Live updates: Biden to speak virtually with governors on pandemic as Trump presses legal challenges

November 19, 2020 at 9:25 AM EST

Link copied

Graham dismisses ethics complaint, calls to resign over Georgia ballot conversations

By John Wagner and Amy Gardner

A defiant Sen. Lindsey O. Graham (R-S.C.) on Thursday dismissed both an ethics complaint and calls for him to resign in the wake of conversations in which he allegedly pressured Georgia’s secretary of state to toss legally cast ballots.

“Don’t let the liberal left and the media intimidate conservatives,” Graham said during an animated appearance on Fox News’s “Fox & Friends.” “I’ve had it with the media. They come after me every day. Every time I wake up, I get an ethics complaint filed against me by some liberal group out there. It’s not going to work. I’m not going to shut up. I’m not going to resign. I am going to fight.”

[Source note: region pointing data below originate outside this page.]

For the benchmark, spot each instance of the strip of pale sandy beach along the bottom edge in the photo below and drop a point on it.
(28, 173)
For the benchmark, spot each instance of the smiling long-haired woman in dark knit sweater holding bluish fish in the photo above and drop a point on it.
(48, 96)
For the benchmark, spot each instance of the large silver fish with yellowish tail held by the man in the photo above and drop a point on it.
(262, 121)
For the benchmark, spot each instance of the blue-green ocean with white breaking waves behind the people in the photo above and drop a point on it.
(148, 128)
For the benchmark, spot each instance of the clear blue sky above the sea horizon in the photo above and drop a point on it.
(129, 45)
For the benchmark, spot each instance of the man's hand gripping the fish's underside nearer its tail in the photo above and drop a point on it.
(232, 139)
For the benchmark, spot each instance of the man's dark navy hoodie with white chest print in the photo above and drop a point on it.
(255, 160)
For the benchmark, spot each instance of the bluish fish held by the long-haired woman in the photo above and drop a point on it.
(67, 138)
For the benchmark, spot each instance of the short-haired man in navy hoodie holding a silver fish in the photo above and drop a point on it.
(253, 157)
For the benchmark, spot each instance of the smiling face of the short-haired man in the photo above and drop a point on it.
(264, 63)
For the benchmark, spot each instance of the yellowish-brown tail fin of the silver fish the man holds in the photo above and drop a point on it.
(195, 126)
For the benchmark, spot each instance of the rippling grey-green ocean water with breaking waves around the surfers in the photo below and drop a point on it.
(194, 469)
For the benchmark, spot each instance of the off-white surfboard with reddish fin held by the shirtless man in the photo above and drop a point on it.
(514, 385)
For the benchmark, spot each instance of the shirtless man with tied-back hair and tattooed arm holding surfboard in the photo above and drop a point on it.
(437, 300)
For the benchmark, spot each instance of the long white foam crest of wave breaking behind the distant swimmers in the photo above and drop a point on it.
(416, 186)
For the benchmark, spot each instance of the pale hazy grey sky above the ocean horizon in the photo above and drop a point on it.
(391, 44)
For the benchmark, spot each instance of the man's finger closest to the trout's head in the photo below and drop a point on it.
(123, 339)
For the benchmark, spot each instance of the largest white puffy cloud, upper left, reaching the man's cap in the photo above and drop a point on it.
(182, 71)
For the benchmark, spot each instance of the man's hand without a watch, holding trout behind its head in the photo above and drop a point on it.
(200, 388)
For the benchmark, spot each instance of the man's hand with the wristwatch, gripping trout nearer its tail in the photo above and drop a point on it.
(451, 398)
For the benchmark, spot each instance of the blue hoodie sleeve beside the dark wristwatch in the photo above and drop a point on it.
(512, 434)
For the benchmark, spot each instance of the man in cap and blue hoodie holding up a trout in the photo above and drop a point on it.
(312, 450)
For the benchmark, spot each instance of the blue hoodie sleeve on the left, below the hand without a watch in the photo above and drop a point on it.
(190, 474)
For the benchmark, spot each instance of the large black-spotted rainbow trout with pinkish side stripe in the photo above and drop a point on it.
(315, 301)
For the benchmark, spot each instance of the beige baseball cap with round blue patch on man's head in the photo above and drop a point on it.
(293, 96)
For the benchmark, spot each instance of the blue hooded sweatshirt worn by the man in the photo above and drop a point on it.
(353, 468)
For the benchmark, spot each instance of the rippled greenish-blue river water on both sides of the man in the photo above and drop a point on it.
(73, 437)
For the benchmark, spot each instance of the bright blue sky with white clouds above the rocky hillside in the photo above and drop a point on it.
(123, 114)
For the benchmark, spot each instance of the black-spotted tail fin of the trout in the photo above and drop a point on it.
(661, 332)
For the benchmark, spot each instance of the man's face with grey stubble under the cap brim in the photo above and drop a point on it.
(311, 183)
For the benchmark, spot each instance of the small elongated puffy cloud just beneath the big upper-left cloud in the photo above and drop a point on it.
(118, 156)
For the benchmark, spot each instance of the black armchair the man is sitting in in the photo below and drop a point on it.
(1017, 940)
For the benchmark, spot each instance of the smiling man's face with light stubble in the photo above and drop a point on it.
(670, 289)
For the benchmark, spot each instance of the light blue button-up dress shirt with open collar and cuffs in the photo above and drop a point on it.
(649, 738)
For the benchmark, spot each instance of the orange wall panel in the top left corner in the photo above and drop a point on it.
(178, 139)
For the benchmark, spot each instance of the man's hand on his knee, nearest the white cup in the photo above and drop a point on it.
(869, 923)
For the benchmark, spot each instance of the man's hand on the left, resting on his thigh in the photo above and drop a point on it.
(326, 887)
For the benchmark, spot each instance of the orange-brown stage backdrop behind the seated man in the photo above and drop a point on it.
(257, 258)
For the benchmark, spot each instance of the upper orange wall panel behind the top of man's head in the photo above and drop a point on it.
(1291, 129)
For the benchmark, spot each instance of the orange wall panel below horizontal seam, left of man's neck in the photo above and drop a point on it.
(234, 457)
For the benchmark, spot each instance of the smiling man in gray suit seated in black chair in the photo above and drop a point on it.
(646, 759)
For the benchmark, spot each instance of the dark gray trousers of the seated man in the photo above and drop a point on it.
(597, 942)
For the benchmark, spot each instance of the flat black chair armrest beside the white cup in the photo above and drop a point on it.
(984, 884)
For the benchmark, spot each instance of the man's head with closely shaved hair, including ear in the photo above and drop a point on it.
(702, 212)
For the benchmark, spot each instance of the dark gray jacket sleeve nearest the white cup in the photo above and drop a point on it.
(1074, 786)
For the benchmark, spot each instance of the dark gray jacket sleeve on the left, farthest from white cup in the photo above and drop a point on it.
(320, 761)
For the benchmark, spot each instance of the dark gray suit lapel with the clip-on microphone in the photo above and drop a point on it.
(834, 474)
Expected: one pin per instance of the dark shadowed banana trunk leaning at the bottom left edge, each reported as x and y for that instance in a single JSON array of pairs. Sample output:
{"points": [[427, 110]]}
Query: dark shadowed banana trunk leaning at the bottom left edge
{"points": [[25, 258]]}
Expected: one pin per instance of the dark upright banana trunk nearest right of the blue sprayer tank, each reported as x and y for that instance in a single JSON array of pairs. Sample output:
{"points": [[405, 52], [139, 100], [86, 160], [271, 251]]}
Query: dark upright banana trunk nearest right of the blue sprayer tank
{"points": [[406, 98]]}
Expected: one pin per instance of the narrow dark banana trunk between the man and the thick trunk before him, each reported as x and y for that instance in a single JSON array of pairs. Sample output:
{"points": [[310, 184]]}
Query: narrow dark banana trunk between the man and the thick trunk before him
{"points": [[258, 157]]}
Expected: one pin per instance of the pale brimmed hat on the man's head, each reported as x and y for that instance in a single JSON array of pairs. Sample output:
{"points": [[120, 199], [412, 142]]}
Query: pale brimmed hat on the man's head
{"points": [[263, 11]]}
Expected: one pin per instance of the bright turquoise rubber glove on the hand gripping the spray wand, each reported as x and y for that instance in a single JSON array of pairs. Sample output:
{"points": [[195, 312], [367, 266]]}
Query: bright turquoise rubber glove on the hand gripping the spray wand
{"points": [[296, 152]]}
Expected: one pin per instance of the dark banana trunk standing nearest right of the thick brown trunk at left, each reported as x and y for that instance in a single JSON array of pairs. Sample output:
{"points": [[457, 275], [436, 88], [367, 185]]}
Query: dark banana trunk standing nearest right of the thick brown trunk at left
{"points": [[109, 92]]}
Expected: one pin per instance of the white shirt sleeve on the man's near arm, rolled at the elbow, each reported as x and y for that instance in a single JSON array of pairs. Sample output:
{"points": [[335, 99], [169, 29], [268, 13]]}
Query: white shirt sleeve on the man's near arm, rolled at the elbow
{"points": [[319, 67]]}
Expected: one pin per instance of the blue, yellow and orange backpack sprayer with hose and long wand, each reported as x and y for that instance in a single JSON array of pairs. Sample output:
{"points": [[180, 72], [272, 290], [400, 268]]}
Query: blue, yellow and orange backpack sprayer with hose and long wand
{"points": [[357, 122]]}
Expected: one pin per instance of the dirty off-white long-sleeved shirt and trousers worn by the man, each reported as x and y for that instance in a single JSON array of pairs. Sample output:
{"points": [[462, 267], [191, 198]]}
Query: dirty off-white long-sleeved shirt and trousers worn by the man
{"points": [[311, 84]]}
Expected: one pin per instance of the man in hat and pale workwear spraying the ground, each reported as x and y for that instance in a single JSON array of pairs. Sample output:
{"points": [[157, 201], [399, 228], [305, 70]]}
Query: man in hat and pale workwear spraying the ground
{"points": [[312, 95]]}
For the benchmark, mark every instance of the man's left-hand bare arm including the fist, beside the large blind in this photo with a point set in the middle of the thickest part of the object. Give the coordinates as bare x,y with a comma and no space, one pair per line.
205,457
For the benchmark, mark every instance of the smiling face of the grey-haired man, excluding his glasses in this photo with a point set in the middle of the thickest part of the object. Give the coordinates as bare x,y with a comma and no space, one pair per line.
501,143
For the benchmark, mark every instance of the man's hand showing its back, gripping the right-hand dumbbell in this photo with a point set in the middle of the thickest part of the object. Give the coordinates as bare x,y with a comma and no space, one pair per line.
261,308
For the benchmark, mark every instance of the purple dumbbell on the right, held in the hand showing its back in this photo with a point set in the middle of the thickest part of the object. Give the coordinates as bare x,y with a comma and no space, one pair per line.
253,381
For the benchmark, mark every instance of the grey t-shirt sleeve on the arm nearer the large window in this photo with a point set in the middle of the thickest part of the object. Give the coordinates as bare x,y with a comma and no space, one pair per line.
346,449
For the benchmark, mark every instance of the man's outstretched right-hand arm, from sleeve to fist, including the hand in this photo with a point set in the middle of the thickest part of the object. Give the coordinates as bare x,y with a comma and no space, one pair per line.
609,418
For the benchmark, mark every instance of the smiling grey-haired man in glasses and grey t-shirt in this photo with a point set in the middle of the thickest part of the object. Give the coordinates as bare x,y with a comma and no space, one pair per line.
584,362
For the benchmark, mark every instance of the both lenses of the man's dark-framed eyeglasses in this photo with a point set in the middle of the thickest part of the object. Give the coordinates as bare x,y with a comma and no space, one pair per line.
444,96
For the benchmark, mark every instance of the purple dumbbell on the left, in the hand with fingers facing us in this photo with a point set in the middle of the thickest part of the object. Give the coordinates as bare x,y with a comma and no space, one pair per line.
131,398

A complaint filed Wednesday with the Senate Select Committee on Ethics urges the panel to investigate Graham’s conversations with Georgia Secretary of State Brad Raffensperger (R) in which he allegedly urged Raffensperger to try to discount all absentee ballots in counties with high signature-matching rejection rates.

During his television appearance, Graham strongly objected to Raffensperger’s characterization of what Graham was seeking.

“We never talked about him throwing out ballots,” Graham said. “I can’t explain that guy. I can’t explain what makes him tick.”

Graham said his concern centers on a significantly lower rejection rate in Georgia than four years ago of mail-in ballots where a signature on the ballot did not match the signature on the envelope.

“This is a big deal. Liberals don’t want me talking about it,” Graham said, adding that he remains hopeful that a judge could still come up with a remedy favorable to Trump, who trails Biden in Georgia votes.

The ethics complaint was signed by Claire Finkelstein, faculty director of the Center for Ethics and the Rule of Law at the University of Pennsylvania; Richard Painter, a law professor at the University of Minnesota and President George W. Bush’s chief ethics lawyer; and Walter Shaub, former director of the Office of Government Ethics.